While I sympathize with people who might lose their jobs because of technological change, people in western Pennsylvania should look around for alternatives to fracking and fossil fuels as ways to make money. Because they are wiping out the value all the wealth in their communities over time and beggaring their grandchildren and great-grandchildren. New York state has banned fracking and it is still rich. Solar is now the cheapest form of energy, with wind turbines just behind, and oil, coal and gas are doomed over the next two decades. But we can't wait for the markets and technology to make fossil fuels even more uneconomical than they are.
A couple of years ago, this site estimated the value of all the immoveable property in the world at $217 trillion. Stocks and securities come to $55 trillion. Money, i.e. cash, bank deposits, etc., comes to about $37 trillion. Then you have almost $100 trillion in securitized debt.
That is, its seems likely that the $563 trillion that the Nature Communications article found was the upper range of climate emergency damage comes to more wealth than currently exists in the entire world. It would all be wiped out, and we'd all be in the stone age or dead.
The world has what is called a "carbon budget." This results from the ability of the oceans to absorb carbon dioxide. It isn't actually a really good thing, since it makes the oceans more acidic and will kill off a lot of fish. But at least large amounts of this dangerous gas won't still be trapping heat in the upper atmosphere. It will be in the ocean.
Here's the problem. The oceans can only absorb so much CO2. There is also evidence that a warm layer of ocean water at the surface, which is intermixed with freshwater ice melt, actually has less CO2 absorptive capacity, so as the earth heats this oceanic offset may diminish.
When the ocean has taken in all the CO2 it can, whatever petroleum, gas and coal we burn beyond that will produce carbon dioxide that just hangs in the air and overheats the earth. There are still things that will scrub it from the atmosphere, like igneous rock, to which it binds. But one estimate I read said that it would take 100,000 years for those processes to take back out all the CO2 humans have put up there.
So, really, there is only one thing to do if we want to preserve our jobs and our wealth. That is to invest in getting off fossil fuels as soon as humanly possible. That task will require governments to intervene- it can't be accomplished solely by individual effort. It is admirable for people to get electric cars and put solar panels up on their roofs, but those changes won't come in sufficient numbers or quickly enough. We need the government.

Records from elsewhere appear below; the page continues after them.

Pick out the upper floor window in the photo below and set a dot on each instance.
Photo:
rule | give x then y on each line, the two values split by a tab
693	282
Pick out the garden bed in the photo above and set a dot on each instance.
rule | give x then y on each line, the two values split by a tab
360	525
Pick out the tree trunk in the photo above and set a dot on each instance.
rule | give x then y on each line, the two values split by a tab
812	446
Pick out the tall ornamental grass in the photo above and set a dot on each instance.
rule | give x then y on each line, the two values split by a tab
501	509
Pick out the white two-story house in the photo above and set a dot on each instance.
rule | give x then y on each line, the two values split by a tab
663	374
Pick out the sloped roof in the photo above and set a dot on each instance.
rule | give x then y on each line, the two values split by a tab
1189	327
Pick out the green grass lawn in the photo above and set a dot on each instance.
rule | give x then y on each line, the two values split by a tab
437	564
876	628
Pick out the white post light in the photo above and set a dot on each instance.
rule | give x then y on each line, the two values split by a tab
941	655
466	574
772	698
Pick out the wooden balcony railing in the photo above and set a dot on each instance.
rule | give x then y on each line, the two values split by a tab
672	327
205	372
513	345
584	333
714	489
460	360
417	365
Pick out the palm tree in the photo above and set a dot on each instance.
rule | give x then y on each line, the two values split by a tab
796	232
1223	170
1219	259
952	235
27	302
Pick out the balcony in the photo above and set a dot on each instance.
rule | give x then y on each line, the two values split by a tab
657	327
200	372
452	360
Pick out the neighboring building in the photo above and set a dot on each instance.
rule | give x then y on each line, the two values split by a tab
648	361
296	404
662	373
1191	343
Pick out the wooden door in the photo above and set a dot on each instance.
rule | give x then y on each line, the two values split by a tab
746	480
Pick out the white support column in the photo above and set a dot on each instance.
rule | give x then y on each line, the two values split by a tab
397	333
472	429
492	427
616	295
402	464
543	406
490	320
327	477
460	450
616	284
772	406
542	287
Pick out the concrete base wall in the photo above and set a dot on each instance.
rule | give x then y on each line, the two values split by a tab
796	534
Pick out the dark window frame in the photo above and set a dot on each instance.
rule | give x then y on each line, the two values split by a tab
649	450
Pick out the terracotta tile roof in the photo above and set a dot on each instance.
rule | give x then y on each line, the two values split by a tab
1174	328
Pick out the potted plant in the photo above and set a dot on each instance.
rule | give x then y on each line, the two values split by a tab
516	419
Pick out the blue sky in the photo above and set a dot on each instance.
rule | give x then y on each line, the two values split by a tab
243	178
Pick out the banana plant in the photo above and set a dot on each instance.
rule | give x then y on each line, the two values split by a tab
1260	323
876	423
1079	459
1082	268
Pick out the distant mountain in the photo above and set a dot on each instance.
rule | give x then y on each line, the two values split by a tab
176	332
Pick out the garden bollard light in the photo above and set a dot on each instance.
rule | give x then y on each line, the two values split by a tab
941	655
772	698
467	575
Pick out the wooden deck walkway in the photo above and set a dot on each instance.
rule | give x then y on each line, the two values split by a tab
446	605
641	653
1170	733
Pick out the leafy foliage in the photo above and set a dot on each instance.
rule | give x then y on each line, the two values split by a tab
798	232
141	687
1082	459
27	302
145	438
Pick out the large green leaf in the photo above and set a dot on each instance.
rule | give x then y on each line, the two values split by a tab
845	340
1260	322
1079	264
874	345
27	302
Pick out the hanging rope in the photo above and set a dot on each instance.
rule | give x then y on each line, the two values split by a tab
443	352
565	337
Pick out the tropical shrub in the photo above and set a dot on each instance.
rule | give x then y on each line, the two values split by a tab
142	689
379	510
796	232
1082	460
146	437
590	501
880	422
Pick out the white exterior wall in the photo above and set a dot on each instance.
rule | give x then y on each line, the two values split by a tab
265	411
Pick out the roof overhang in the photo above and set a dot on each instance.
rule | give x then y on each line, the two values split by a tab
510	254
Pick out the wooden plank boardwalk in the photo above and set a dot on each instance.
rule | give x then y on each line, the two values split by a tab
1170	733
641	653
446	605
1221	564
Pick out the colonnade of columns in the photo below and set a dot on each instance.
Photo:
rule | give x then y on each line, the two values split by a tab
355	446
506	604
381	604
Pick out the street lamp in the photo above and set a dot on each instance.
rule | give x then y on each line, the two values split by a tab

Economist Robert Pollin has estimated that if we spend 2% of GDP annually from now to 2050, we could get to net carbon zero for $18 trillion over those 30 years. That is $600 billion a year, or less than the cost of the Department of Defense (which has not actually defended us from the most dire threats we've faced recently, like Covid-19 and the climate emergency).
Personally, I think such estimates don't take account of how steeply and quickly the cost of solar and wind power generation is falling. We would already save money by closing all coal and natural gas plants and replacing them with wind and solar. Imagine what it will be like in 2030.
But what the Nature Communications paper demonstrates is that it is absolutely crazy *not* to invest that $18 trillion in moving quickly to keep the increase in global heating down to about 2 degrees F. (1.5 degrees C.).
Because the worst case scenario of not doing anything is that we lose everything.